Report from NILM2014@London on comparing NILM algorithms
The first "NILM in London" workshop was held on Wednesday 3rd September. In this blog post, I'd like to try to summarise the discussion around comparing NILM algorithms.
At present, it is very hard (if not impossible) to objectively compare any two NILM algorithms. This is true for both academia and industry. The problem is that each research paper tends to use a different dataset, different metrics, different appliances etc. The situation improved considerably in 2011 with the release of the REDD dataset. But we are still some distance from being able to directly compare the performance of any pair of NILM algorithms.
Oli Parson lead a brief session on NILM evaluation.
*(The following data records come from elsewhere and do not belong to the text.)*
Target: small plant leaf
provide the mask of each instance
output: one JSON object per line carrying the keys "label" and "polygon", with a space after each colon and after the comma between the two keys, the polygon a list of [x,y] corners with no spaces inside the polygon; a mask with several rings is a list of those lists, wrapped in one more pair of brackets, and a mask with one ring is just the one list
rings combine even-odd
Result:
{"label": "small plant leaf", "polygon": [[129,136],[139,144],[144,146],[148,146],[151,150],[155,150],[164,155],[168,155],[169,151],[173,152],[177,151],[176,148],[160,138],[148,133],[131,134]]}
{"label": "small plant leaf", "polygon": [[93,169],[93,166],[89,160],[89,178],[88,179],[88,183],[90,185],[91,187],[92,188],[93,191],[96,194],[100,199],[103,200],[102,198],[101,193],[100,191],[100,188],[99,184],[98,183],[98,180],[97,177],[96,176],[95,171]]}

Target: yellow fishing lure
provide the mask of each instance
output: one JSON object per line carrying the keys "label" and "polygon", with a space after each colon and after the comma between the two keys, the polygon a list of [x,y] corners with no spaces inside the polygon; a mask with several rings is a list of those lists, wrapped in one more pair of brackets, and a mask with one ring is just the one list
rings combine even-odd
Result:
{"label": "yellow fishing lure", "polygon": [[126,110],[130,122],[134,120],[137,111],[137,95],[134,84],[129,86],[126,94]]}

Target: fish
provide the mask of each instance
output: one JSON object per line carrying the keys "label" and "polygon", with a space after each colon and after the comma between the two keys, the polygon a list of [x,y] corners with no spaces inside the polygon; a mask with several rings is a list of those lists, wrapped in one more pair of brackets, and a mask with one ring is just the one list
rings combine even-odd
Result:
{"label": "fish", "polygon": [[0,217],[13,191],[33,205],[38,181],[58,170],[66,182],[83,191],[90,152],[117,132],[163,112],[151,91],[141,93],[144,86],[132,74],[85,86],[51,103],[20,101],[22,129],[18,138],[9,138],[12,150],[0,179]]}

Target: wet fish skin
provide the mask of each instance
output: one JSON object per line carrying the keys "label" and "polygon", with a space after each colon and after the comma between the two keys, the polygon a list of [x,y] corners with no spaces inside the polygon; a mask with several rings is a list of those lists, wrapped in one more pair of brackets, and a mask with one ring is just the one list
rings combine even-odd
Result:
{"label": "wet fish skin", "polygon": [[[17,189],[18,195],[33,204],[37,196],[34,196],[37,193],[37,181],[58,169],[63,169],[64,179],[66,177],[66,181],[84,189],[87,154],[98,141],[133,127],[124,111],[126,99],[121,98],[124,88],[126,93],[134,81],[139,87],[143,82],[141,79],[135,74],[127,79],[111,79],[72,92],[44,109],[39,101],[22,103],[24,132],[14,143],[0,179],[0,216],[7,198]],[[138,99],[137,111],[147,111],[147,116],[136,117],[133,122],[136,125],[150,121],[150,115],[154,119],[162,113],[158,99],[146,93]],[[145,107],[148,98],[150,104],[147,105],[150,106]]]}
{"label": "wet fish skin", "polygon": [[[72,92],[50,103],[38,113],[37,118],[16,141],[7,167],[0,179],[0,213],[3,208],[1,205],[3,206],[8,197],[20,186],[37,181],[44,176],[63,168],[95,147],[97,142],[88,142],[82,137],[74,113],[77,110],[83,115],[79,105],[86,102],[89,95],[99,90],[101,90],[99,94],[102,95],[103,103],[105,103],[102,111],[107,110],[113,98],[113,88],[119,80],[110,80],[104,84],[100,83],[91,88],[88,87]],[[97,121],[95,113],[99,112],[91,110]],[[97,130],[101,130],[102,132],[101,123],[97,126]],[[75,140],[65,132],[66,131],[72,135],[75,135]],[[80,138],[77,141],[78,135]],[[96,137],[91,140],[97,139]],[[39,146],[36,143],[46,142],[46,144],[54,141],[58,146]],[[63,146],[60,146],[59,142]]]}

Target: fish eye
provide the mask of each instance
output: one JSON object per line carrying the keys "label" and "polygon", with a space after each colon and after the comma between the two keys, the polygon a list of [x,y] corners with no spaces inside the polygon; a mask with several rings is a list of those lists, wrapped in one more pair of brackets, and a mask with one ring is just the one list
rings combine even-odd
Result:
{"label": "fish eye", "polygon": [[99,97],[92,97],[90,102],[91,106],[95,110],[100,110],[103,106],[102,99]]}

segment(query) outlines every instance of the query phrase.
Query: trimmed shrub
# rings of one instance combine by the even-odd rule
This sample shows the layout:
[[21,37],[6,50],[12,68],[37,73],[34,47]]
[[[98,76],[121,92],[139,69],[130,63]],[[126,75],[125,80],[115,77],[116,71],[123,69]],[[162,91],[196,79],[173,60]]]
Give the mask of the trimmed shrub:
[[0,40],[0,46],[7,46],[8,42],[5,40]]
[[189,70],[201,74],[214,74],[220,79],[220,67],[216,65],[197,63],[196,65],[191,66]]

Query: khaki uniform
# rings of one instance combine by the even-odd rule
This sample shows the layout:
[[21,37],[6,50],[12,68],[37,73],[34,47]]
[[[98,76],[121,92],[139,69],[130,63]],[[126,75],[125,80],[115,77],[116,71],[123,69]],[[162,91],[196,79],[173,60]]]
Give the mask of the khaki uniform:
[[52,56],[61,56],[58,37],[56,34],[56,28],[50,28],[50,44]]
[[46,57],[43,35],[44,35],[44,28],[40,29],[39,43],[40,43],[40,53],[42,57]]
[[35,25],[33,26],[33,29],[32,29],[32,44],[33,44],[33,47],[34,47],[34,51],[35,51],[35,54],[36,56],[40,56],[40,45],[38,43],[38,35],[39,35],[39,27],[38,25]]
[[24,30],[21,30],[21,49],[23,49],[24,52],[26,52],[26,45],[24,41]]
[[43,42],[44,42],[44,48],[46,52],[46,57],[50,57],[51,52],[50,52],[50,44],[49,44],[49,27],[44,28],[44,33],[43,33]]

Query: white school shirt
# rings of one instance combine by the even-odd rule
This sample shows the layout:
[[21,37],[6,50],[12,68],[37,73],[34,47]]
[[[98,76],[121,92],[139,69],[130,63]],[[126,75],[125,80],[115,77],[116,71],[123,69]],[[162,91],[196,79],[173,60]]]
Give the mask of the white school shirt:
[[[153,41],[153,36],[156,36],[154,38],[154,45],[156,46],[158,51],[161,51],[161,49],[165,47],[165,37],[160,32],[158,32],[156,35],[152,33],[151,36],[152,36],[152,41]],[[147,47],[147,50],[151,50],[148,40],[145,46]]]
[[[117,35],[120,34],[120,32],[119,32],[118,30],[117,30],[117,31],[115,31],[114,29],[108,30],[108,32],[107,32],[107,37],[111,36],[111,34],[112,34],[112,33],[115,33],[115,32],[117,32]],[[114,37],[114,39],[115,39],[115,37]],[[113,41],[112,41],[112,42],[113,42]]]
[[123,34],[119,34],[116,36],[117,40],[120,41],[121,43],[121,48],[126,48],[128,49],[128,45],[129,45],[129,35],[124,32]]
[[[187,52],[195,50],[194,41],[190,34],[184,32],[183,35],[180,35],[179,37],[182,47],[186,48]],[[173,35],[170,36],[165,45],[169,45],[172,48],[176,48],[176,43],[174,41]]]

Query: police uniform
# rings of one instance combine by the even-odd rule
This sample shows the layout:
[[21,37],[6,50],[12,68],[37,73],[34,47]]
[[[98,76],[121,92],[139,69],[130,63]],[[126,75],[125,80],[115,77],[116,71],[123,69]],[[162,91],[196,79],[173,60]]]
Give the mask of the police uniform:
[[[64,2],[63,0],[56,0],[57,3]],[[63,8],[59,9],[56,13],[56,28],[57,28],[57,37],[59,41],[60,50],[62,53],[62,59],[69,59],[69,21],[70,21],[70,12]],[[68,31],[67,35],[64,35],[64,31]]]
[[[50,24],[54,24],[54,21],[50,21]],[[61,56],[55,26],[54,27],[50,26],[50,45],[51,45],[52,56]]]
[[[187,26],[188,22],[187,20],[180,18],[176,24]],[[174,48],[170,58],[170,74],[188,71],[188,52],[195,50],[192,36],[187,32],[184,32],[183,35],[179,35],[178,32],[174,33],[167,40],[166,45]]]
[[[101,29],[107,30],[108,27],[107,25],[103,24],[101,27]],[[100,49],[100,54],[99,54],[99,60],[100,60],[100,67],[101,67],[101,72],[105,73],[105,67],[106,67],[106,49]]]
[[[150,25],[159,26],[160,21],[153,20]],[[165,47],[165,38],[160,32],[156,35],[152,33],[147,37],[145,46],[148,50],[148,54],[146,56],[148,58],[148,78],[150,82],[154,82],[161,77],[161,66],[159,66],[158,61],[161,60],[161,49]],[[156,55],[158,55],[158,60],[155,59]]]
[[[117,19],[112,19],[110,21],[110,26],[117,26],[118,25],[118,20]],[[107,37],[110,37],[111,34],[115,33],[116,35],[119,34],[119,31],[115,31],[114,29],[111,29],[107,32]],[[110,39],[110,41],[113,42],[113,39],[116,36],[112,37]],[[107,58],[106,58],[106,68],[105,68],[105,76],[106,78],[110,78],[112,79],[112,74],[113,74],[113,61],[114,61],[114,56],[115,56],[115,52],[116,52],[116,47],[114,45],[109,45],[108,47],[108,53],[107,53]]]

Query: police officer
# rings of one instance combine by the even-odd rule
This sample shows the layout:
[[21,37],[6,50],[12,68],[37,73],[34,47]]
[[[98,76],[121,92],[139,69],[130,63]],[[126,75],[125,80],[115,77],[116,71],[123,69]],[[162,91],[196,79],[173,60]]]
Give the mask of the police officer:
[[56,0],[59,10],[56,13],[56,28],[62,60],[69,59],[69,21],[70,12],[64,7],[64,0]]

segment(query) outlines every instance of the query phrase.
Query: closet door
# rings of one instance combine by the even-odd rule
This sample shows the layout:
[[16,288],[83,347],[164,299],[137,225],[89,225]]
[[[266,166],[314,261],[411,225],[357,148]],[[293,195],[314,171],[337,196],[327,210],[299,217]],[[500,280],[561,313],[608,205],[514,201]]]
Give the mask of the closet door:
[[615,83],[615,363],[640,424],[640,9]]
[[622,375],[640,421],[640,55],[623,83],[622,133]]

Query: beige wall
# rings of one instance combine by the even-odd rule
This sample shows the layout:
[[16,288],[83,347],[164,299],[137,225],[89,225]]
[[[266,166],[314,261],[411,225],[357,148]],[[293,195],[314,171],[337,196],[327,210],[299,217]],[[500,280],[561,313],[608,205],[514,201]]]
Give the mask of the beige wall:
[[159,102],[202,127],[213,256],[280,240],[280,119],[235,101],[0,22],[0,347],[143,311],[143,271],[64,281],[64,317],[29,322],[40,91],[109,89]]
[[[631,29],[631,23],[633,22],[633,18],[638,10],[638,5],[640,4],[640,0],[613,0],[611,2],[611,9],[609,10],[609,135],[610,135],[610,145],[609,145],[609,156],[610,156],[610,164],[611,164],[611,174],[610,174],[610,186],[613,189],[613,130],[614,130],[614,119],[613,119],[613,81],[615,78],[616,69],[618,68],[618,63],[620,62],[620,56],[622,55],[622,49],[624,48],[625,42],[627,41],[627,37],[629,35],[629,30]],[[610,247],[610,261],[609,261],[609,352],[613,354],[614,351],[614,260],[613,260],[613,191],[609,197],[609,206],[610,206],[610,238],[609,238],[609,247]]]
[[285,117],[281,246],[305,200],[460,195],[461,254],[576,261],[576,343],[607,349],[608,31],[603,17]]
He presented a great summary of the Belkin Energy Disaggregation competition on Kaggle.
Several points were raised during the discussion:
Dominik Egarter raised the point: How do we compare NILM algorithms with fundamentally different assumptions and inputs? For example, say algorithm A requires that the use list every appliance in the home but algorithm B requires no information from the user. Algorithm A gives an accuracy of 85% whilst algorithm B gives an accuracy of 75% percent. Which is better? Should the algorithm which requires more information be penalised in some way? Is it even fair to directly compare them? Should we define a set of 'NILM algorithm classes' and only compare algorithms within their own class? We could come up with a set of 'NILM algorithm classes' by considering specific scenarios and use-cases. For example, most domestic users probably won't be bothered to enumerate every appliance in their home, so we could have a 'zero user input' class (which does not necessarily mean 'unsupervised' in the machine learning sense because the system could access generic appliance models trained from, say, the public datasets).
Companies offering NILM are focussed on offering a NILM service which is satisfies their particular users' needs. They might see very little value in having a global 'leader board' of performance. For example, when you hire a builder to modify your house, you don't consult some regional league table of builders. Instead you find the local builder who can offer you everything you need, and you really don't care if they are a few percentage points behind some other local builders on some particular metric.
Which metric(s) to use to compare NILM algorithms? We probably need to use multiple metrics
Do we need to spend lots of money collecting a 'validation dataset'. The idea being that, if we are trying to validate commercial NILM services, then we probably need to keep the test data private (so people don't cheat!) But collecting a large dataset is very expensive. If companies are not interested in a 3rd party NILM validation tool then perhaps we do not need to bother to collect a new dataset. Instead, if only academics are interested in competing on a public 'leader board' then we probably don't need a private dataset, especially if academics are encouraged to release their code. Computer Vision competitions like the ImageNet Large Scale Visual Recognition Challenge use public data (I think).
However, companies might well be interested in privately assessing how well their algorithms perform relative to some benchmark (and/or the academic state of the art).
In terms of 'benchmarks', it might be nice to explore how each metric responds to 'naive' approaches. e.g. some metrics will give surprisingly high 'marks' if you just predict that all appliances are 'off' all the time! Or using simple 'simulation' using just probability density functions of each appliance for each time of day.
(I didn't take notes at the meeting so I have probably forgotten some points. Please add anything I've missed / garbled to the comments!)